# Feeding out wild pigs



## dwhite (Jul 11, 2007)

What do yall use to feed out wild pigs that were caught in traps? Dont wanna spend an arm and a leg putting weight on them. Is corn the best option or sweet feed or rice bran or something else???


----------



## poco jim (Jun 28, 2010)

We don't, eating size get cleaned and the rest go to the pasture.


----------



## Mojo281 (Sep 7, 2006)

Yotes gotta eat too!!


----------



## RB II (Feb 26, 2009)

Corn is best for putting fat on them which is mostly what they are lacking. It will also take some of the "wild" taste out of them. I wouldn't try and raise/feed one from 50 lbs to 250 lbs, just buy one if that is what you are looking for cause IME they just don't grow/fatten like a normal pig and the cost per lb is too high. Feed it about 30 to 45 days then off to the butcher.


----------



## stxhunter (May 19, 2006)

I've heard it takes a LONG time to get wild pigs to gain weight. My uncle fed some wild hogs a mixture of grain/sweet feed/protein for about a month and it seemed like a big waste of time and money to me.


----------



## wampuscat (Jun 30, 2009)

Cut em and worm em or it will be a waiste. But they can be fattened up, but not full of worms or uncutt. Treat em like regular pigs.


----------



## CajunBob (Feb 24, 2008)

I feed the ones I trap a 22 mag right between their eyes.


----------



## Tommy2000 (Mar 23, 2008)

CajunBob said:


> I feed the ones I trap a 22 mag right between their eyes.

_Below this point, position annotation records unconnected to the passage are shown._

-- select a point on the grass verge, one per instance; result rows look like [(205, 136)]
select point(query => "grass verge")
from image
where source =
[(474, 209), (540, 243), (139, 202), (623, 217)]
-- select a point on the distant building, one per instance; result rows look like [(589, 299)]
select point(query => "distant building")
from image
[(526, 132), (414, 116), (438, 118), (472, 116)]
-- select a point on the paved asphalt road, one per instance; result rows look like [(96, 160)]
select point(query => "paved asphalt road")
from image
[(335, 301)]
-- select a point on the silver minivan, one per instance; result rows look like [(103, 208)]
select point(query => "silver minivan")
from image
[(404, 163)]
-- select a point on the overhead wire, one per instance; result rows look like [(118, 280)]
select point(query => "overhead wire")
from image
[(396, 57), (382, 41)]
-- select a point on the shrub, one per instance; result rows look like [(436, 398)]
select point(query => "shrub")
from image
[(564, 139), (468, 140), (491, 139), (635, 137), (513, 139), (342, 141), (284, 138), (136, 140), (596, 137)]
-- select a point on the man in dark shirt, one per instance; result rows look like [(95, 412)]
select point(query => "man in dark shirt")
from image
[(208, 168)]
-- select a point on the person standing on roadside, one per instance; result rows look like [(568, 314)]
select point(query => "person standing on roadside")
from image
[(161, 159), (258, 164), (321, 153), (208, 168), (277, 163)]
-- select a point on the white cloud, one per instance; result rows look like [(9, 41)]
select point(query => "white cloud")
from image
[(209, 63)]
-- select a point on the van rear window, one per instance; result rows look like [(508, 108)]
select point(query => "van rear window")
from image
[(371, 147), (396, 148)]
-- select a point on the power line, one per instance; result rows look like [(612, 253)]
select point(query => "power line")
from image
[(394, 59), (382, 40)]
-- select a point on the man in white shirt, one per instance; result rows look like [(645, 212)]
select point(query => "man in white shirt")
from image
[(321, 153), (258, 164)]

Yep! They sure don't grow on a lead diet.


----------



## CoastalOutfitters (Aug 20, 2004)

tried it a few times and wormed them as well, they never gained any real weight, just got round

was not worth the trouble and they deff. want to get out all the time


----------



## saltwater_therapy (Oct 14, 2005)

its hard to get them to put on weight because of the stress they are under. 
(wild animal trapped, transported then put in a pen)


----------



## wet dreams (May 21, 2004)

Yrs back we always had hogs, my uncle wanted pigs so we loaded him up, raised m with some Blubutts n Yorkshires, would feed Rice bran slop. Ended up with some PWR Yorkshire cross I have some pics somewher of my uncles Hog Hilton. My 1st cousin would take any sized boar n cut n feed 3-4 months then make entire thing into smoked sausage to sell, always had people waiting for the smoked sausage. Have read here it just don't pay, I have no idea although we had both am thinking the cut boars would grow as fast as any domestic hog we had, its been 20+ yrs back and my memories gone to s*%# since then....WW


----------



## dwhite (Jul 11, 2007)

Guess I should have added why I was asking. We are looking at trapping a bunch then selling them off to either one of the slaughter houses or one of the TAHC approved facilities. If/when we catch a few smaller ones i was wanting to put a few extra pounds on them to make the weight cut or to maybe bump one to the next weight class. Say it weighed 148, would like to bump it 4 or 5 pounds to get more money.


----------



## Blitz678 (Feb 16, 2010)

I only feed out when I want to wait to butcher. wild hogs don't fatten evenly like a domestic pig anymore. they tend to get pot bellies of fat that isn't really usable. I wouldn't keep them over a few weeks and then make sausage. i don't think it effects the taste much since most of the hogs I shoot are eating my feeder corn anyway! It will help an under-fed pig get back to a healthy weight before butchering. Just my opinion and what I tend to do If i am able to take the pig live. I would rather have fresh hog over frozen if I know I am going to use it soon. I still think the best thing for gamey taste is ice. Well drained of coarse. Sorry this got a lot longer than I intended!


----------



## Blitz678 (Feb 16, 2010)

PS- I don't think you can put on enough weight for the money with corn around $10 a bag. But I have never kept up with it before.


----------



## Ckill (Mar 9, 2007)

1st hand experience, my dad did this very thing many years ago. Simply put, by the time they get big enough you will walk outside and see you have 10 more baby hogs to deal with. Then you will build another pen.....then you have a wild pig farm. Not profitable and it stinks...good luck.


----------



## dwhite (Jul 11, 2007)

Sounds like I'll just take them to sell when we catch them, or within a day or so at least. I dont care how they taste as I will be selling them to TAHC Facility lol, just wandering if there was anything that put weight on them fast.


----------



## RPLSJDD (Mar 8, 2011)

from experience........DON'T DO IT!

we have tried it a coupe of different times. The money you make on the ffew extra pounds they put on is for sure not worth it at $10 bag corn or anything else. Scraps and slop will put on the most weight, but in the past hogs it was nothign but fat....they did not put on any meat at all so you might make some extra cash but eating wise it was no bueno! 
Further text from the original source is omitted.